Rooftop solar, wind generation, battery storage, energy management systems—today’s grid features an array of distributed energy resources (DER), many with smart capabilities and two-way communication built in. These resources connect to distribution systems that are also increasingly smart and interconnected.

Those features help make possible the efficient operation of an increasingly complex system. Unfortunately, they also increase the vulnerability of the grid and co-op systems to cyber attacks by expanding what security experts refer to as “the attack surface.”

This surface encompasses all the points where someone intending to disrupt the system could find their way in.
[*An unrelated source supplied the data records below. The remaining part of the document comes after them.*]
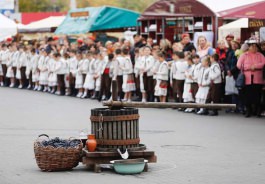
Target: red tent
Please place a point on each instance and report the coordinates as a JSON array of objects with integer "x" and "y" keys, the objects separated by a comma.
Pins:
[{"x": 253, "y": 11}]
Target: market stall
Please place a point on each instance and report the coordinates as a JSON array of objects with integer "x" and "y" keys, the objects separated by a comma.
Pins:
[
  {"x": 233, "y": 28},
  {"x": 92, "y": 19},
  {"x": 169, "y": 19},
  {"x": 256, "y": 18},
  {"x": 7, "y": 26},
  {"x": 45, "y": 25}
]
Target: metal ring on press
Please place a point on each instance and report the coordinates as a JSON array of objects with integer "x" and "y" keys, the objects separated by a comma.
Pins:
[{"x": 101, "y": 120}]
Many smart DER devices have Wi-Fi connections to allow remote firmware upgrades, which could provide an opportunity for a hacker to deploy malicious software that could infect the co-op’s local area network.

“This is a relevant risk for any device a cooperative connects to sensitive networks that can receive firmware updates pushed from the manufacturer,” says George Walker, a technical research analyst with NRECA’s Business and Technology Strategies (BTS) unit.

Cynthia Hsu, NRECA’s cybersecurity program manager, says connected DER resources should be included in a co-op’s “defense in depth” cybersecurity plan, which minimizes access to key networks and keeps critical operational systems and devices behind firewalls.

“The best way to assess the risk is to do a security assessment,” she says. “Generally these are done as partnerships with a trusted vendor that brings in a specific skill set to challenge the systems and devices and identify vulnerabilities.”

Walker and Hsu agree that if properly managed, co-ops can strike the right balance between the benefits and the vulnerabilities associated with connected devices.

“Any automation we add increases the attack surface of our system somewhat,” Walker says. “But smart automation can also make our power system more resilient, and every day, co-ops across America are working really hard to make smart decisions about the trade-offs as far as automation is concerned.”